Intimissimi is an Italian clothing label founded in 1996, which specializes in bras, briefs, lingerie, vests, and pyjamas for women and men.

== History ==
The brand was launched in 1996 by Sandro Veronesi.

Starting in 2005, Intimissimi clothing was sold through Victoria's Secret in a third-party partnership arrangement. The partnership also included the creation and launch of an Intimissimi beauty line in Victoria's Secret's stores, and the distribution of Intimissimi products in Victoria's Secret's outlet stores. By 2006, the company had opened over 1,000 single-brand stores worldwide.

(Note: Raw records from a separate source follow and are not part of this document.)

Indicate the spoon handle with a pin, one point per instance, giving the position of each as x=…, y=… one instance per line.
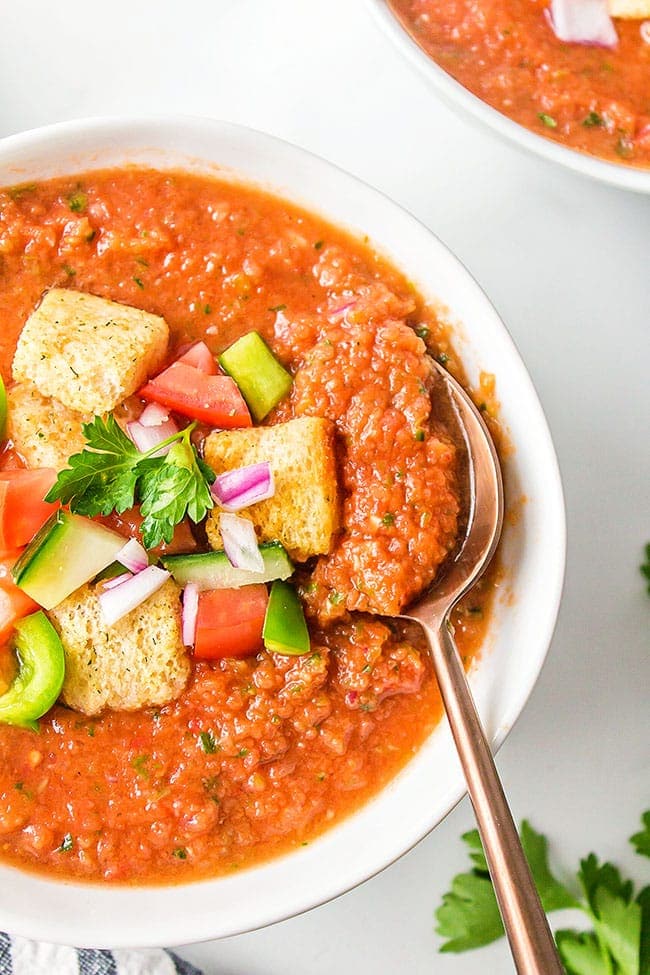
x=531, y=941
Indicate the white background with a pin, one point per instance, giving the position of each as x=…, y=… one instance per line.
x=567, y=264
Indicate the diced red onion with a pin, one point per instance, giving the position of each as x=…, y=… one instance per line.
x=582, y=22
x=153, y=415
x=133, y=556
x=242, y=486
x=117, y=580
x=121, y=600
x=190, y=613
x=145, y=437
x=240, y=543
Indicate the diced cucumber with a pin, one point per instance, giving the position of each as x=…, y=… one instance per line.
x=38, y=683
x=212, y=570
x=285, y=629
x=262, y=381
x=68, y=551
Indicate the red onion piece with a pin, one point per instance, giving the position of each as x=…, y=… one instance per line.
x=133, y=556
x=117, y=580
x=240, y=543
x=190, y=613
x=582, y=22
x=153, y=415
x=121, y=600
x=242, y=486
x=145, y=437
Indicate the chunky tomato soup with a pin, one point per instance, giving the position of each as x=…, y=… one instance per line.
x=588, y=98
x=258, y=754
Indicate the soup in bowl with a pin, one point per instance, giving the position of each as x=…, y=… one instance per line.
x=224, y=440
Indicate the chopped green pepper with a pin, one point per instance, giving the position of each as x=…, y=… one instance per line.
x=285, y=630
x=40, y=675
x=262, y=381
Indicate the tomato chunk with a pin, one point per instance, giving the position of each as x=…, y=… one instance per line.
x=14, y=603
x=230, y=621
x=201, y=358
x=22, y=509
x=213, y=399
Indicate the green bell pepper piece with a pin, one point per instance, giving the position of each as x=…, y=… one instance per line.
x=262, y=381
x=285, y=630
x=40, y=675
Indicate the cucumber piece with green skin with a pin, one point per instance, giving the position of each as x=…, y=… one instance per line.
x=212, y=570
x=41, y=669
x=68, y=551
x=262, y=381
x=285, y=630
x=3, y=408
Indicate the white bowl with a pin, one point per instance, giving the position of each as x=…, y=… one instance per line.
x=459, y=98
x=533, y=554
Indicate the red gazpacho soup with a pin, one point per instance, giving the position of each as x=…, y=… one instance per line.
x=591, y=98
x=288, y=697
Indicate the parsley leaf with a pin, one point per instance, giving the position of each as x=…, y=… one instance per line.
x=581, y=953
x=111, y=474
x=102, y=479
x=619, y=943
x=469, y=915
x=641, y=841
x=553, y=895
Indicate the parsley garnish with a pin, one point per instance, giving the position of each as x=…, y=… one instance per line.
x=78, y=201
x=547, y=120
x=592, y=120
x=469, y=916
x=111, y=472
x=66, y=844
x=207, y=742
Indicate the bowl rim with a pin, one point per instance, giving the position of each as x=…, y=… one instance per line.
x=116, y=917
x=458, y=97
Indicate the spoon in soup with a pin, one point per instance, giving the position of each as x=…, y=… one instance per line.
x=524, y=920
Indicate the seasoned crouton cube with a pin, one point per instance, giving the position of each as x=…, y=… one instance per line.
x=303, y=514
x=44, y=432
x=87, y=352
x=137, y=662
x=631, y=9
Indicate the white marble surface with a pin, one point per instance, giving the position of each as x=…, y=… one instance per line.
x=566, y=263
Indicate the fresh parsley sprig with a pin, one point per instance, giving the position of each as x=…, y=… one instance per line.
x=111, y=474
x=619, y=943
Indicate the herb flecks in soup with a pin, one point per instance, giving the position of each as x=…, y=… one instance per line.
x=232, y=505
x=590, y=98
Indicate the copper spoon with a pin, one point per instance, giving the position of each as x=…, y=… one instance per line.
x=531, y=941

In 2015, the model Shlomit Malka became the face of Intimissimi. She led the company's international advertising campaigns until she was replaced in 2017 by Dakota Johnson.

In October 2017, the brand launched its fourth edition of Intimissimi on ice in the Verona Arena, with costumes designed by Chiara Ferragni. Intimissimi was one brand she used as a "symbolic vocabulary". In October 2017, Intimissimi opened a 500-square-foot store on New York's Fifth Avenue.

For the 2017 campaign Mario Testino photographed Serbian ex-sportswoman Ana Ivanovic, food writer Ella Mills, model Irina Shayk, and actress Dakota Johnson.

In June 2020, Intimissimi launched the Infinity shelf service, a system which removes the risk of out-of-stock by drawing from the e-commerce window. In 2023, the brand and Jennifer Lopez released the capsule collection 'This Is Me Now' in which the singer came out with a more mature body to show.